HJ-ED-DHJHerald Journal Columns
October 9, 2006, Herald Journal

Social readiness


Being able to get along with other children, following directions, taking turns, and sharing are social skills that we want our children to possess, and are equally as important as academic readiness skills.

Of course, there are also things we can do to help our children be socially ready for school. As parents, we want our children to have friends, and others will enjoy our children’s company if they can get along well with others. Social skills are skills that need to be modeled and taught as well and improve and increase as our children mature. Don’t expect perfection immediately.

Letting our children know that they have done a good job when they have shared well, been polite, or taken their turn appropriately is very important too. We need to highlight when they are engaging in positive behavior.

• Have regular routines for bedtime and mealtime.

• Set rules and give consequences for breaking them.
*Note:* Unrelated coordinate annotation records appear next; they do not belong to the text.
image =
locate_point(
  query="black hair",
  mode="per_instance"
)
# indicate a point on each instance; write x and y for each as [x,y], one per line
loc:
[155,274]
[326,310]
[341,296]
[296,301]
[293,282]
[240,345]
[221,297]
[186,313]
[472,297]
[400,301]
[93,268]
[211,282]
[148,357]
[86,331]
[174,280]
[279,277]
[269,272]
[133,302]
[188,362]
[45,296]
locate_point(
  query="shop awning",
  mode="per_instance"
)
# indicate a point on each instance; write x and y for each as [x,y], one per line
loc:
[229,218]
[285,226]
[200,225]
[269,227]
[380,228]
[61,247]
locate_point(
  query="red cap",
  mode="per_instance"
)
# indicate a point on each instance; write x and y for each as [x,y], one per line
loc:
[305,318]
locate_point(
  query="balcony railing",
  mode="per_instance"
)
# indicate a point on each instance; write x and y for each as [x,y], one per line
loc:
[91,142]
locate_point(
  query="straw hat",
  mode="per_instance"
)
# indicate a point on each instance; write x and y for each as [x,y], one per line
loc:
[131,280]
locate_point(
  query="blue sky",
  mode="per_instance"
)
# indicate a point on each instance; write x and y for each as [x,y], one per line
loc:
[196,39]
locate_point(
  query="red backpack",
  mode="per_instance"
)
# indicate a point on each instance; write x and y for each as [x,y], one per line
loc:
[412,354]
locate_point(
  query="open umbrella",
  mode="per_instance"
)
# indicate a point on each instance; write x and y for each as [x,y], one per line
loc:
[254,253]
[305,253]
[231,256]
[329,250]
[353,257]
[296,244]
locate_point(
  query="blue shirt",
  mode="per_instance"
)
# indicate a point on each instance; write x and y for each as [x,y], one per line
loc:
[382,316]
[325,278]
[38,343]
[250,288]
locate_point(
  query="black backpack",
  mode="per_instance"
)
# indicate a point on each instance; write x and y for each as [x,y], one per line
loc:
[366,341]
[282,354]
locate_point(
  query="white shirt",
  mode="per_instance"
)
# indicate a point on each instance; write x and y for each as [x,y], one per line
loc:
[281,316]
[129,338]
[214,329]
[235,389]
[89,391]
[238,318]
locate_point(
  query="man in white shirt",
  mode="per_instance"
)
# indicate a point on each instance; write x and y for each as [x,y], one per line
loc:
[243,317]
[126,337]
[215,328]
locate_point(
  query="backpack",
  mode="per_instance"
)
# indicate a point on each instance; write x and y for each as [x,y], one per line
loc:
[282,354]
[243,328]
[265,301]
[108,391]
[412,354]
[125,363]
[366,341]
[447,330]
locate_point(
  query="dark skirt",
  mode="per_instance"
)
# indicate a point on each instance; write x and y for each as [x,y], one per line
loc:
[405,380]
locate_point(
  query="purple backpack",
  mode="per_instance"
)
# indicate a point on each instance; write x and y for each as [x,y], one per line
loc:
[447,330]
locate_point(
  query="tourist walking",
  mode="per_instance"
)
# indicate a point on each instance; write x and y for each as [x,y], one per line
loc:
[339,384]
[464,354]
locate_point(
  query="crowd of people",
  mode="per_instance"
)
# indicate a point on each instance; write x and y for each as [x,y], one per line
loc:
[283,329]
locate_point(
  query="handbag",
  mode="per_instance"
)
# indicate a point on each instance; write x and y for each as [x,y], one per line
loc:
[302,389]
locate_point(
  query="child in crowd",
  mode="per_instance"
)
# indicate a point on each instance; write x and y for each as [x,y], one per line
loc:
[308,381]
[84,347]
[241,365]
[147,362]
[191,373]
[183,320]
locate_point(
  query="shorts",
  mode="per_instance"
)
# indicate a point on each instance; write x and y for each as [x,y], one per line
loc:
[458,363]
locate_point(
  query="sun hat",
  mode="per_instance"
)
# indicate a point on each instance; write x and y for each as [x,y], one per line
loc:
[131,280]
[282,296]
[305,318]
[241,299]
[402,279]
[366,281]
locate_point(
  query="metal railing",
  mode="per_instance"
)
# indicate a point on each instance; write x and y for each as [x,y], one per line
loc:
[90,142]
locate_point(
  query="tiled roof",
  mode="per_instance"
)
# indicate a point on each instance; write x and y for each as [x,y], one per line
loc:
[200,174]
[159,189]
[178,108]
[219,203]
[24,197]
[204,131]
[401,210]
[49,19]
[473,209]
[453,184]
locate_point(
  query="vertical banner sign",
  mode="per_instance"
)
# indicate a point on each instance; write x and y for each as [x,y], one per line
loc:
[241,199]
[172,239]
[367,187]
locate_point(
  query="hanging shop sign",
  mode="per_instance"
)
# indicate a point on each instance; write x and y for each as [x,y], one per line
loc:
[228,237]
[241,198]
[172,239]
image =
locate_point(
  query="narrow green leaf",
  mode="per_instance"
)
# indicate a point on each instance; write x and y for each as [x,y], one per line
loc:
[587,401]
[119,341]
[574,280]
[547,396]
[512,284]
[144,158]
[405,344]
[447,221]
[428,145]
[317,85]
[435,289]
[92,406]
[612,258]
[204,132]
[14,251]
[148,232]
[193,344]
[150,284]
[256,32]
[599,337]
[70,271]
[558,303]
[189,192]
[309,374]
• Encourage your child to play with and talk to other children. Allow your children to have playmates over.

• Encourage your child to take turns and share with other children. These are all skills that take practicing. Also allow your children opportunities to care, share and help. e.g. for a new neighbor, grandparent, etc.

• Encourage your child to finish difficult tasks once they have begun them.

• Help and encourage your child to consider the feelings of others. This is also a skill that takes time to develop. Help your child find ways to solve conflict with others. Help him/her figure out positive ways to settle conflicts. Sometimes listening to your child is all it will take to help them solve their own problems and conflicts.

• Model and discuss positive ways for your child to express his or her feelings.

• Discourage hitting, biting, screaming and other negative behaviors.

• Kiss and hug your child several times a day. Children need hugs, kisses, an arm over the shoulder, a pat on the back. We all do.

• Tell your child that you love her or him.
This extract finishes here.